Supplementary Grant Funding for FQHC Entities
Industry insiders predict additional federal revenues for FQHC entities. Based on recent allocations, these funding opportunities could be significant.
Reporting requirements for FQHCs through the Uniform Data System (UDS) have been increased during the outbreak. Results may have influence on additional funding programs for FQHCs.
Carrier Telemedicine Policies
Commercial carriers have expressed reluctance to continue telemedicine as a primary source of care (verses in-person visits) during recent months. Entities have seen reduced revenues and requests for refunds for recent virtual visit.
Patient satisfaction with telemedicine services during COVID is significant with 80% to 88% of respondents having a “satisfied” or “very satisfied” impression of their encounter through telemedicine care.

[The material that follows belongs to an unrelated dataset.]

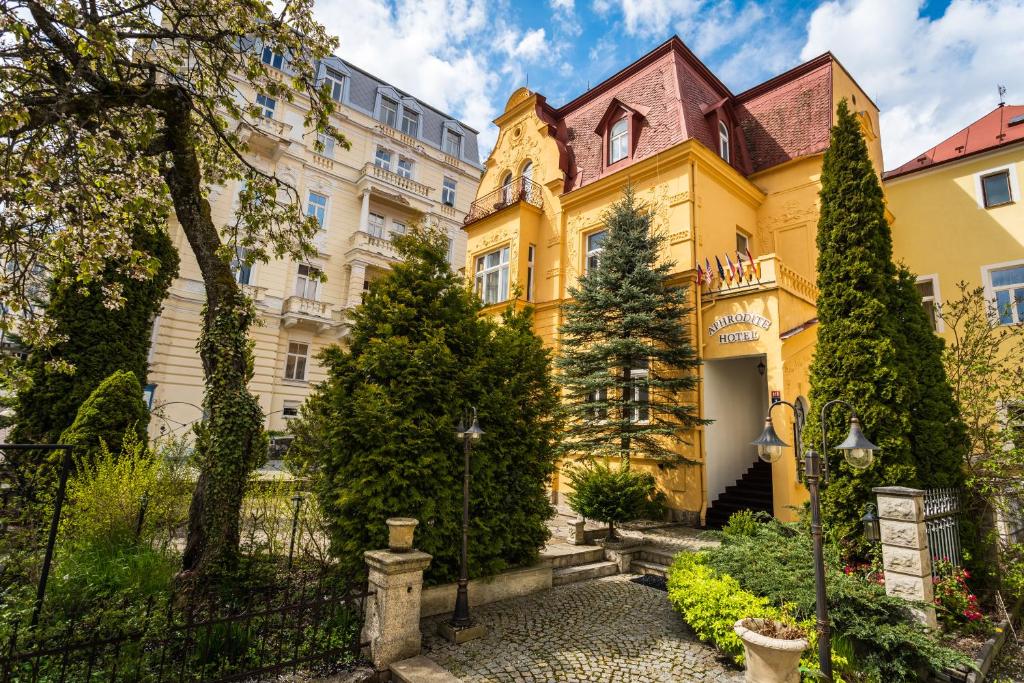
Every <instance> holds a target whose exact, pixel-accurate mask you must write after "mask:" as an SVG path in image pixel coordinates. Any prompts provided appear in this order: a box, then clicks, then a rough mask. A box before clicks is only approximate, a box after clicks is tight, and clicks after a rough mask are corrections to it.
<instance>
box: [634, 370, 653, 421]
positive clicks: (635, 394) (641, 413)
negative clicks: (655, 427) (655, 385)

Healthcare entities are lobbying state and federal representatives to implement policy that require carriers to maintain telemedicine reimbursements as a permanent part of their programs moving forward.
Many hospitals and health systems have increased interest in collaboration with FQHCs during the COVID outbreak. Access to additional providers and resources during the outbreak along with positive outcomes are trending drivers of the interest. We are encouraged with this trend and are assisting in answering some of the “how do we….” questions with entities.
What additional challenges may be coming?
Persistence of the COVID virus with variants appears to be on the horizon. Our attention to virus changes, treatments, and recommendations in coming weeks will assist in addressing the need to minimize additional exposures and health concerns to our patient populations and families.
In addition to direct medical needs, social services and additional support services will be needed to assist, counsel, and move our patients and clients toward a traditional lifestyle we are all used to and now appreciate more.